Thought of the Week - What do people think about sustainable investments?
One of the more common questions I get from readers is whether people who are fans of ESG investments are willing to give up performance. I have argued here why I think this argument is flawed and shown here that, in practice, there is no trade-off between sustainability and returns. Apart from that, you can read here that investors are willing to give up quite substantial returns for the privilege of aligning their investment choices with their values.
But there is also the human tendency of motivated reasoning. If you invest in sustainable investments, you start to believe that these investments have higher performance. Or is it the other way round? That is what I was asking myself when I read the results of a new survey of investors.

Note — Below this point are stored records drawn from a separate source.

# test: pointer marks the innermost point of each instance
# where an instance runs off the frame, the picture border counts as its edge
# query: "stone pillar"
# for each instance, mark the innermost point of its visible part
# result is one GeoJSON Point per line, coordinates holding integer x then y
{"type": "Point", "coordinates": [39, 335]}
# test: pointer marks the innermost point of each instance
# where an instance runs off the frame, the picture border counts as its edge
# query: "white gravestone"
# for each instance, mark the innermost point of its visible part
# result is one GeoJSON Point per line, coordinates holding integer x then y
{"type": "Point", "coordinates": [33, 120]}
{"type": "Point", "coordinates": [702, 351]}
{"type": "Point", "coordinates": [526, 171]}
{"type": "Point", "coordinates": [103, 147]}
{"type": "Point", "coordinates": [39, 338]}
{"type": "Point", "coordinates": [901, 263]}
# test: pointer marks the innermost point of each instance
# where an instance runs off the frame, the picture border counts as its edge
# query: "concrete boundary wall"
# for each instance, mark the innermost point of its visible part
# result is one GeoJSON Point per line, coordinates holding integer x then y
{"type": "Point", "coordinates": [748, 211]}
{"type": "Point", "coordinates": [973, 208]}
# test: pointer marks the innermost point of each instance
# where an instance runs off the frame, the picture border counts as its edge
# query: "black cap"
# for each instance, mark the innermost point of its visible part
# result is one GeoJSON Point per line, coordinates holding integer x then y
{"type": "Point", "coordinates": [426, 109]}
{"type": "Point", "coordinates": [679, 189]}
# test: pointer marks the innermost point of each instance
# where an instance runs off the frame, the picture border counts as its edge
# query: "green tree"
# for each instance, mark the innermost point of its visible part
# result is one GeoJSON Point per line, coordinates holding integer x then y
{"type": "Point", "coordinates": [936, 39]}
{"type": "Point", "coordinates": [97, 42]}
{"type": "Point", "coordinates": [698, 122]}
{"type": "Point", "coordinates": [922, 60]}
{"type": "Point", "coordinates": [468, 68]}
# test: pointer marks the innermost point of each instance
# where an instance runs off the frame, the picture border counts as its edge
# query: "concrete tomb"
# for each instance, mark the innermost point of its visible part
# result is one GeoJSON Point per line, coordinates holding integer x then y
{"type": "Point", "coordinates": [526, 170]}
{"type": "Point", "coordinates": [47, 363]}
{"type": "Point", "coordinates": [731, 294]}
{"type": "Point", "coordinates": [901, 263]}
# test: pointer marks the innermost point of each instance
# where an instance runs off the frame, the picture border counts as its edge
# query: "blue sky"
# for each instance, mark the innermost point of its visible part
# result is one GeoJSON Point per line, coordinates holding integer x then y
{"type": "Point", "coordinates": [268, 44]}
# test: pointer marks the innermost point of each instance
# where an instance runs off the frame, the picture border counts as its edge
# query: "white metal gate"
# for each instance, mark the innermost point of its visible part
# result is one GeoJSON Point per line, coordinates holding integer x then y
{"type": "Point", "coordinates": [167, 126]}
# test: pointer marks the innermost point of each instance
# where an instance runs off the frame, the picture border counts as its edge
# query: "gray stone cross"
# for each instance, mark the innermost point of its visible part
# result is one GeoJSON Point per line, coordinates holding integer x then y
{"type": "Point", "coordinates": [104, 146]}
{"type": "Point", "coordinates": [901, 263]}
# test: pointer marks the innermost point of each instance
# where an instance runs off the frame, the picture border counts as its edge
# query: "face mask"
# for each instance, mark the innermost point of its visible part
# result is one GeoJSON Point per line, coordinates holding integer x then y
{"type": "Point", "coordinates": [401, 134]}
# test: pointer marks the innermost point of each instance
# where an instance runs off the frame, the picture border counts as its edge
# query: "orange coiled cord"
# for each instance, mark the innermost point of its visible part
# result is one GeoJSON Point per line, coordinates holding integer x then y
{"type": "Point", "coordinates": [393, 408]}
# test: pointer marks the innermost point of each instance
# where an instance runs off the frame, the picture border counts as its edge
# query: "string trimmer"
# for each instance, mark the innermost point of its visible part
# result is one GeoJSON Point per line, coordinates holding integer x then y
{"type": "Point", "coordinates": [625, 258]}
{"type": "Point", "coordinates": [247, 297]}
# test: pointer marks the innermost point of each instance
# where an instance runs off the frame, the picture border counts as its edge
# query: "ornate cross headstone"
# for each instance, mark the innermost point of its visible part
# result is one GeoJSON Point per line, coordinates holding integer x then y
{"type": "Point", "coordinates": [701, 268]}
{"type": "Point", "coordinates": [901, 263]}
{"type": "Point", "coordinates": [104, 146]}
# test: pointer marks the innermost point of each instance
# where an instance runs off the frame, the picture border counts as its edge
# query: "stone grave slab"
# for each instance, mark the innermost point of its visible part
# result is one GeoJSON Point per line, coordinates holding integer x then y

The survey asked some 18,000 US retail investors what they thought about ESG investments and why they invested in them. One of the key outcomes was that, on average, investors think that ESG investments will have substantially lower returns over the next 10 years than the market. And notably, with the advent of the Ukraine war and the subsequent rally in energy prices and energy stocks, the gap between expected returns for the market and ESG investments widened a lot.
But just because the average investor thinks that ESG investments have lower returns doesn’t mean they will not invest in it. The chart below shows the expected return difference between ESG investments and market returns and the share of ESG investments in the portfolio of these investors. To nobody’s surprise, investors who think that ESG investments will substantially outperform the market had higher allocations to ESG. But note that the second-highest allocation to ESG investments was found in people who thought these investments would underperform the market by 1-2% per year. This gives you an indication of how much performance some investors are willing to sacrifice.
But look at today’s final chart below showing the beliefs of people who invest in ESG assets not for return reasons but because it is the right thing to do. Higher allocations to ESG investments go along with higher return expectations. If it is the ‘right thing to do’ why should ESG investments outperform the market? In my view, the chart is plotted the wrong way around. Instead of showing the allocation as a function of the expected return of ESG investments they should have plotted the expected return of ESG investments as a function of portfolio allocation. Because, I suspect, many investors first decide to invest in ESG because ‘it is the right thing to do’ and then, when asked about their return expectations for these investments provide an overly optimistic answer.